Le boqueteau 125
de Ernst Jünger

critiqué par Kostog, le 26 janvier 2021
( - 52 ans)


La note:  étoiles
Sous le ciel de l'Artois
Le Boqueteau 125 est un texte de 1925. Ernst Jünger choisit de prolonger la description de son expérience au front qu'il avait entamée avec le célèbre Orages d'acier en privilégiant une unité de lieu, une maigre portion du front située à la frontière de l'Artois et de la Picardie et de temps, quelques semaines de l'été 1918.

Le boqueteau 125 représente un endroit stratégique à tenir où subsiste dans un environnement qui a été totalement dévasté par des mois de guerre le semblant de quelques arbrisseaux. Petit mamelon dérisoire qui dépasse dans le paysage, il symbolise la guerre de tranchées: l'artillerie des deux camps est prête à déclencher un feu d'enfer pour gagner ou défendre ces arpents de terre et les combattants, qui, dans leur quatrième année de guerre, ne disposent plus que d'abris relativement précaires, doivent faire preuve d'un courage inouï pour soutenir l'orage d'acier qui leur tombe sur la nuque et défendre au corps à corps cette portion de terre française.

Jünger raconte dans les premières pages, la manière dont ses carnets de notes traduisaient l'urgence du moment : depuis les notes soigneusement écrites à l'arrière du front aux caractères déformés pareils aux soubresauts d'un électrocardiographe pris sous un intense bombardement,

Jünger lie à merveille l'exactitude des descriptions à l'intensité dramatique des combats. Même les chemins d'accès vers le front peuvent être le lieu de bombardements aussi imprévus que spectaculaires et occasionner des pertes non négligeables parmi les hommes. Les abris sont rudimentaires et l'été offre l'immense avantage aux hommes de pouvoir sortir de ces trous à taupes pour se laisser dorer au soleil dans les replis de terrain.

Le lieutenant Jünger est attentif à ses hommes sachant combien quatre années de guerre ont lassé les plus aguerris et observant à quel point les difficultés de l'intendance et la médiocrité et l'insuffisance de la nourriture peuvent jouer sur le moral des soldats. La description de l'indiscipline de son second qui fait bon mariage avec une intrépidité véritable révèle l'intelligence de l'officier vis-à-vis de sa troupe.
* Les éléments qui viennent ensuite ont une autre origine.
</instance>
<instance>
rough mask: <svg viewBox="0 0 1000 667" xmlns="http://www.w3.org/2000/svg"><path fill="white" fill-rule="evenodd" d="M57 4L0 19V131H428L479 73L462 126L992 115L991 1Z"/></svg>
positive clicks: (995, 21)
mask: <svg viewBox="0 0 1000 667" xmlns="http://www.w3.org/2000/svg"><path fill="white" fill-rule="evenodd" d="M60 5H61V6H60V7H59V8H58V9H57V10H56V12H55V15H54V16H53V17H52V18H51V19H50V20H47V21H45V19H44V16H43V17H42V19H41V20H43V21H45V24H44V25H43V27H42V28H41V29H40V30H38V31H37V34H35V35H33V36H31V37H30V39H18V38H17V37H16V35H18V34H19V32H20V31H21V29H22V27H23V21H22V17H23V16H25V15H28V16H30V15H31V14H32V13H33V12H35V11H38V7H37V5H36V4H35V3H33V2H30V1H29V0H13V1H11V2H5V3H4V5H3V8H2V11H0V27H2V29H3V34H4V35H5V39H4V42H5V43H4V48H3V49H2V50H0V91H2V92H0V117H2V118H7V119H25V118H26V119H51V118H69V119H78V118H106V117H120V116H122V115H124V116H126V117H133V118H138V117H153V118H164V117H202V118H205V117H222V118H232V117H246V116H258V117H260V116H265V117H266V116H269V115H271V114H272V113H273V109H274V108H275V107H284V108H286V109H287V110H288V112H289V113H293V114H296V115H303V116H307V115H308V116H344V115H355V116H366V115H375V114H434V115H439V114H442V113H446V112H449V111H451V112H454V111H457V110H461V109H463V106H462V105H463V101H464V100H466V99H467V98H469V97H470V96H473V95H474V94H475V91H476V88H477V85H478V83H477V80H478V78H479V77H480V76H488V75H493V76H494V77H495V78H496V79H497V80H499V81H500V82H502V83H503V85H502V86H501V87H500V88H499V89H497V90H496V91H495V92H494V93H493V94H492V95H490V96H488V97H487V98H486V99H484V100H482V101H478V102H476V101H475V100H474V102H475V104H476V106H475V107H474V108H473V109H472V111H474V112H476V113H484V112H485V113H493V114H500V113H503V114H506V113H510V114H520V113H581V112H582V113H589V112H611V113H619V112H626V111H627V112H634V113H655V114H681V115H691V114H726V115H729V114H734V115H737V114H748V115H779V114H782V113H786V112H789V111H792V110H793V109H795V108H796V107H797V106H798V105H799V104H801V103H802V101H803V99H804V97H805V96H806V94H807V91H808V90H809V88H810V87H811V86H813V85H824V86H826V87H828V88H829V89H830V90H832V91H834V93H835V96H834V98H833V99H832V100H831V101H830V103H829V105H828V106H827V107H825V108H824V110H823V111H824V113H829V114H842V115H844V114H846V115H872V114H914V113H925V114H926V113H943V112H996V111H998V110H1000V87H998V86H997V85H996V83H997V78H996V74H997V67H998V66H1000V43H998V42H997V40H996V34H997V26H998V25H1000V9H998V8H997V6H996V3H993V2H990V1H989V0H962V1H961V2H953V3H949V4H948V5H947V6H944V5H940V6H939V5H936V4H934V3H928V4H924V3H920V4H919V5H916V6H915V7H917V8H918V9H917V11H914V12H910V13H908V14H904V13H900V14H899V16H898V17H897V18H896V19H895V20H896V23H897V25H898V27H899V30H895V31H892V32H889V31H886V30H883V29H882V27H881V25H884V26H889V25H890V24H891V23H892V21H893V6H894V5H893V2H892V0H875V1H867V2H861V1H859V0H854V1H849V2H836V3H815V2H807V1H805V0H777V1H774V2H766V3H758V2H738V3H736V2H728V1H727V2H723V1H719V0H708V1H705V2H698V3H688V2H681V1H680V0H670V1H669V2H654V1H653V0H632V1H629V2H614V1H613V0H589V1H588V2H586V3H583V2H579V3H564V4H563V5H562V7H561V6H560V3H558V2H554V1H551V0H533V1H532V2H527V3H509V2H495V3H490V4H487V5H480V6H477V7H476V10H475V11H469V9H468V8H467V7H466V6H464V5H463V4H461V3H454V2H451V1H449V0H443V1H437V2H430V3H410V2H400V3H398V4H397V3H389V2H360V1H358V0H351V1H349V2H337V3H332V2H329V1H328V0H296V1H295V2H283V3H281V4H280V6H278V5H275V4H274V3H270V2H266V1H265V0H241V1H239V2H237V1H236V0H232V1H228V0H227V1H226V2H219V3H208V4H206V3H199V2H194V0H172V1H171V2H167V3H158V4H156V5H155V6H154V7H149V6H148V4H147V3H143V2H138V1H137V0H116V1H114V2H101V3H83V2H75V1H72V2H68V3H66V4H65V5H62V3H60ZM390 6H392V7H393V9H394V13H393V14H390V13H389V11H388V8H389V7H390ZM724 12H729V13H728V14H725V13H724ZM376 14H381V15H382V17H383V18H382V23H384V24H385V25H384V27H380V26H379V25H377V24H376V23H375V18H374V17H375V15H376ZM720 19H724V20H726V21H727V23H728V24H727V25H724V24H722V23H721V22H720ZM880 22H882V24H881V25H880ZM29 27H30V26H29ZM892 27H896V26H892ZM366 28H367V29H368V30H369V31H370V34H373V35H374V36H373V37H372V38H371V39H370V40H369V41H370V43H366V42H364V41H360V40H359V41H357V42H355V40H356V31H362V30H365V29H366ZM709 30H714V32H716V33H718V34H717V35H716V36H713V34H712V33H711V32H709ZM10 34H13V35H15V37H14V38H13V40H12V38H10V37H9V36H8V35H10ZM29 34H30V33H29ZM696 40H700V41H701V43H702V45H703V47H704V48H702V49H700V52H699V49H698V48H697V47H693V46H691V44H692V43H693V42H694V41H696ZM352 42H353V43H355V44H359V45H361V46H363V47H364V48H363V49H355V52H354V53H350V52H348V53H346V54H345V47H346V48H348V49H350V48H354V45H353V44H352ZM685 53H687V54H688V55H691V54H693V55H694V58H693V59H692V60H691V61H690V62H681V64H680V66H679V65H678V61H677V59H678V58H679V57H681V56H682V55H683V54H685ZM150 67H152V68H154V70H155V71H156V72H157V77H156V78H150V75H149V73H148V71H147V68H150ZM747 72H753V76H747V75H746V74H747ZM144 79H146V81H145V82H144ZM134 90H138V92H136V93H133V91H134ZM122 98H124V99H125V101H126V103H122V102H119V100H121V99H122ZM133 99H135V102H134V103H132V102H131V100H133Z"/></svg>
Une partie non négligeable de l'ouvrage est consacrée aux réflexions sur le destin de l'Allemagne, aux qualités que révèle le combat chez les hommes et à la manière de mener la guerre moderne. Jünger observe que les méthodes de guerre ont entièrement changé du fait de l'industrialisation et des progrès techniques. La puissance de feu est devenue telle qu'elle a transformé radicalement l'art de la guerre. Tout en soulignant l'importance de la préparation au combat (humaine comme technique), le point de vue de Jünger demeure que c'est la volonté des hommes de vaincre qui fait la différence. Ces passages sont probablement les plus datés et rapprochent par certains moments le récit de l'essai. La discussion rationnelle est bien moins intéressante pour le lecteur actuel que les observations de la perception subjective.

Hormis ces spéculations sur la guerre moderne, le Boqueteau 125 est un magnifique récit de guerre, servi par un art unique de la description et une capacité de faire profondément ressentir les impulsions et les vertiges des hommes sous la férule d'Arès: A noter la superbe traduction de Julien Hervier.

Extrait:
Chaque fois que je me remets à noircir la première page d'un de ces minces carnets que l'on range si facilement dans son porte-cartes, je me demande si mon crayon glissera encore sur la dernière. J'en ai déjà toute une série à la maison, remplis de récits des événements du jour, de brefs commentaires et de croquis faits à la hâte, et j'imagine qu'il sera doux de les feuilleter plus tard en toute tranquillité dans une époque de paix, et de pouvoir réveiller mes souvenirs : «C'est ainsi que tu passais tes journées en ces années étranges.»